Tucked away along a nondescript side street in pretty Cefalù, Il Carretto is your authentic neighbourhood trattoria with a graciously priced, ever-changing menu covering all the Sicilian classics. The mustard walls, mahogany chairs and old archways paint a homely, traditional picture – with the clank of cutlery, conversation and unfiltered laughter rebounding off the exposed brick vaulted ceilings. This is a proper, authentic Sicilian restaurant, which, while unfussy, is still a crucible of pride and local foodie culture with high standards of service. Families tuck into platters piled high with muscles, shrimp, fried octopus and calamari, before moving on to ‘involtini di carne alla Siciliana’ (veal, beef, aubergine or swordfish rolls with a cheesy, pine nut filling) – all served on lava stone. You can’t go wrong with any of the buttery seafood pasta dishes, and for a traditional Sicilian pudding, try the cassata – a kitsch-looking sponge cake spiked generously with liqueur, densely layered with ricotta cheese, then decorated with the candied fruit you see painted across Sicilian pottery and fabrics.

Address: Il Carretto, Via Mandralisca, 66, 90015 Cefalù PA, Italy
Website: ristorante-il-carretto.webnode.it

Crocifisso, Noto

Noto has always been something of a Baroque heartbreaker, its honey-hued churches, and grand palazzi scrunched together in imposing fashion and its granita-sweet cafés spilling out onto a wide, sunny thoroughfare. Amid all this antiquity is a modern spin on tradition. Found in the upper part of the town’s historic centre, Crocifisso is one of Noto’s finest restaurants. Expect creative, colourful appetisers balanced on ceramic Moors’ heads and a subtly polished crowd sampling various wines in wafer-thin, oversized glasses. Marco Baglieri’s dogged commitment to Sicilian produce (and just generally eating well) keeps any of that moussey, frothy, laboratory-style flamboyancy at bay.

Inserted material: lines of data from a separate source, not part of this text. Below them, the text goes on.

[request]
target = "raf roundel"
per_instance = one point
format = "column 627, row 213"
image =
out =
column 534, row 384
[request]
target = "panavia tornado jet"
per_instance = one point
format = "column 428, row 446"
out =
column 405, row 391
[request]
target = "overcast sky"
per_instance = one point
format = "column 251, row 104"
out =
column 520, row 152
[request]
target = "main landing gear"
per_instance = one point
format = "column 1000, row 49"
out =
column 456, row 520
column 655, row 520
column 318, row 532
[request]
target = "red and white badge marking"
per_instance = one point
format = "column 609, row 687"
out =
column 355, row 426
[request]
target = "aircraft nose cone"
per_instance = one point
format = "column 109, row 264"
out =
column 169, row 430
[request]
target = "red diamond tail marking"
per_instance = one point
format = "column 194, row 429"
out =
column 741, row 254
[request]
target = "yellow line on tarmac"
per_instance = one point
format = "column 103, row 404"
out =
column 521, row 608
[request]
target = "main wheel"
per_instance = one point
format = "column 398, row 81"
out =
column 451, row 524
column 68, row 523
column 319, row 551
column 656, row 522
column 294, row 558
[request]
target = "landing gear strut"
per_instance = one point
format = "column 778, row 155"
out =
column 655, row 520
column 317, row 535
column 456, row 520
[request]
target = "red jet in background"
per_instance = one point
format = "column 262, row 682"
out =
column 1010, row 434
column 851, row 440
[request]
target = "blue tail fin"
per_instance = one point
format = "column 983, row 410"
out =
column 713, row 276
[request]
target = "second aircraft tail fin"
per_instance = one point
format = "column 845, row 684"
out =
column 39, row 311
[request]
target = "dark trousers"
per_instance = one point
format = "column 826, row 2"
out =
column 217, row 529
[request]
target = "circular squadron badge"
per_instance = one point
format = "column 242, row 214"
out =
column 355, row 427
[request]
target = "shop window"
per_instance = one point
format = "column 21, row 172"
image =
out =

Instead, generous portions (for a Michelin-starred restaurant) of eggplant arancino with Ragusano fondue, tuna steak with a pistachio and sesame crust and caponata, and sea urchin spaghetti are all flawlessly cooked in an elevated traditional style without being overembellished. Sommeliers recommend native labels from an extensive wine menu to wash down the seafood, and few leave this establishment without scoffing at least one cannoli.

Address: Crocifisso, Via Principe Umberto, 46/48, 96017 Noto SR, Italy
Website: ristorantecrocifisso.it

GaginiDaniele Ratti

Gagini, Palermo

Occupying the brooding former studio of the 16th-century sculptor Antonello Gagini, this Palermo restaurant’s antiquity greatly contrasts the modern, slightly zany dishes on the tasting menu. Diners tuck under long, communal banqueting tables for chef Angelo Gennaro’s inventive combinations that nod, emphatically, to Sicilian classics with the island’s finest produce –Nebrodi pig neck with celery puree and black cabbage; tortellini stuffed with musky octopus and Sicilian broccoli… The ancient stone walls, podiums holding ceramic Teste di Moro, and wrought iron candlesticks create a dramatic setting for these ambitious spins on the classics, all of which arrive on oversized statement plates or dark, glazed ceramics. Palermo’s energetic centre may buzz and sweat in the afternoon sun just outside, but in Gagini there’s a sense that you’ve slipped into a slower, more elevated dimension of raw squid and salted cedar, or beef with smoked oyster, washed down superbly with small-but-mighty Sicilian wines.